Leutheusser-Schnarrenberger fordert eine Rückbesinnung auf freiheitliche Grundprinzipien: "Es ist unsere Werteordnung, die den Schutz der Privatsphäre zur Quelle einer selbstbestimmten Lebensführung macht." Schon der Gedanke der permanenten Überwachung führe zu Einschränkungen des eigenen Lebensentwurfs. "Würde das im Rechtsstaat angelegte Spannungsverhältnis von Freiheit und Sicherheit zerstört, hätten die Terroristen ein wesentliches Ziel erreicht. Europa darf sich nicht zu einem Überwachungsstaat entwickeln", mahnt sie.
Lesen Sie hier den gesamten Gastbeitrag.
Die Terroranschläge von Paris offenbaren, wie zerbrechlich das Spannungsverhältnis von Freiheit und Sicherheit ist. Nach den fürchterlichen Anschlägen gegen "Charlie Hebdo" hatte Frankreich bereits die Befugnisse der Geheimdienste massiv ausgebaut, so dass Kritiker vom Ende der "liberté", der Freiheit, in Frankreich sprachen.
Jetzt setzt die französische Regierung auf die Verlängerung und Verschärfung des Ausnahmezustands. Hinzu kommt ein Bündel von europaweiten Vorschlägen, das neben kritischen auch sinnvolle Ansätze umfasst. Das von Frankreich betriebene Austrocknen der Finanzströme der islamistischen Terroristen in Europa hätte bereits längst energisch angepackt werden müssen. Helfen kann auch die europaweite Verschärfung des Waffenrechts.

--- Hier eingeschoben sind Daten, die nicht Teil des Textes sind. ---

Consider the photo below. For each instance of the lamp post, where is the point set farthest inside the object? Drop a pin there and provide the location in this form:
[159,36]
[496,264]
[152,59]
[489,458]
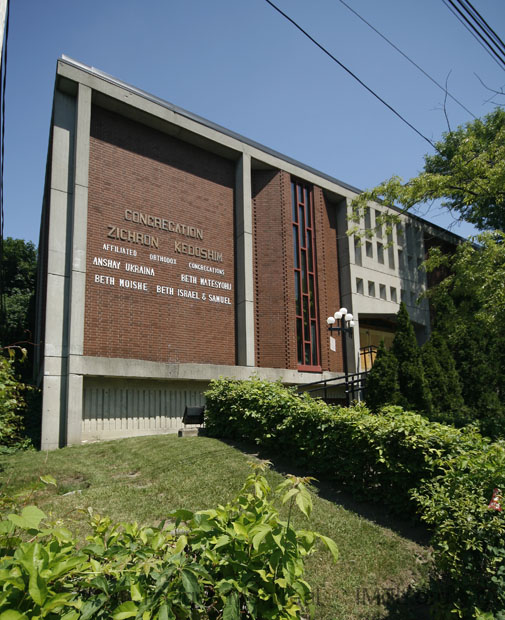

Leider überwiegen aber Ideen, die auf einen einseitigen Ausbau der Überwachung setzen. So soll jetzt die europäische Fluggastdatenspeicherung eingeführt werden, die bei jedem Flug jedes EU-Bürgers fünf Jahre lang alle möglichen Daten speichert. Das Prinzip ist das Gleiche wie bei der anlasslosen Vorratsdatenspeicherung. Erst einmal werden für jeden Einzelnen gigantische Datenberge angelegt, um dann im Bedarfsfall zu schauen, ob mit den gespeicherten Daten Ermittlungserfolge erzielt werden können. Ist es zumutbar, dass für Millionen Menschen gespeichert wird, wohin sie reisen, wo sie wohnen, welche Kreditkarte zur Zahlung eingesetzt wurde, wie die Kontonummer lautet, ob sie allein fliegen oder ob sie jemanden mitnehmen und wen, wie und wo sie erreichbar sind und sogar, welche Essenswünsche sie haben - für fünf Jahre?
Die Unschuldsvermutung schützt unsere Freiheit
Immer neue Möglichkeiten, persönliche Daten der Bürgerinnen und Bürger zu erfassen und zu verwenden, schafft nicht mehr Sicherheit. Genau wie bei der anlasslosen Vorratsdatenspeicherung gilt auch hier, dass es sich weniger um ein Instrument der präventiven Terrorismusbekämpfung handelt. Angesichts der vielfältigen Datenberge in staatlicher Verantwortung und der Datensammelwut privater Unternehmen ist es auch falsch zu behaupten, dass nicht genügend Datenberge zur Auswertung vorhanden wären. Es kommt vielmehr darauf an, wie die Sicherheitsbehörden ausgestattet sind, in welchen Strukturen sie europaweit arbeiten, kurzum: ob sie mit den vorhandenen Informationen überhaupt etwas anfangen können. New York, Washington, Madrid, London und Paris konnten nicht verhindert werden, obwohl es Unmengen an Informationen gab.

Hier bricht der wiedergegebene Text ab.